Budget & Jiu-Jitsu Are The Same: Assume That You’ll Need More Than Expected

Brazilian Jiu-Jitsu and life have a lot of things in common. However, what may surprise you is that money – more specifically, your budget – has lots to do with BJJ as well.
Professor John Danaher explains why this is the case:

If your life is anything like mine, it’s probably the case that any time you make a budget for a given project – whether it be a hobby, a vacation, a dinner with friends, or whatever – and make a budget for time and expense for that project… You inevitably find that your budget is insufficient. And that you have to invest more money and time than you originally believed; as many unforeseen factors complicate and interfere with what initially seemed a simple task.

Jiu-Jitsu is the same. Everything you do in Jiu-Jitsu is done against resistance. Often this resistance is much stronger and more cunning than you initially believed it would be.
When you enter a move in Jiu-Jitsu, you make an initial budget for how much energy and strength you will need to invest to make it work against the expected resistance.

Therefore, Professor Danaher’s advice is simple: to assume you’ll need to invest much more than expected.

My advice to you is this – ASSUME THE RESISTANCE LEVEL WILL BE GREATER YOU WOULD NORMALLY ANTICIPATE AND BUDGET ACCORDINGLY.

Put more energy into the connection required for the application of the move than seems to be required. If you are attacking your opponent’s knee, don’t form your connection at your opponents knee; his resistance will almost always result in his knee slipping out of your hold. Over budget by forming the connection at the HIP so that as your opponents leg inevitably slips out to some degree as he resists, you started so high on the leg that even if you lose 15% of its length in the struggle, you’ll still be above the knee and able to perform your lock.

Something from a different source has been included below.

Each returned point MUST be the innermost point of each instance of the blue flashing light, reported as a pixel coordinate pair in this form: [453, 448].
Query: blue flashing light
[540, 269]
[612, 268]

Try to follow the example of engineers:

Just as engineers OVER BUILD a bridge to hold far greater weights than any average day will expose them to, in the expectation that some unforeseen event may occur where the extra strength saves the day, so do with your Jiu-Jitsu moves.
Over build them to accommodate the unexpectedly high resistance that so often comes when grappling tough opponents.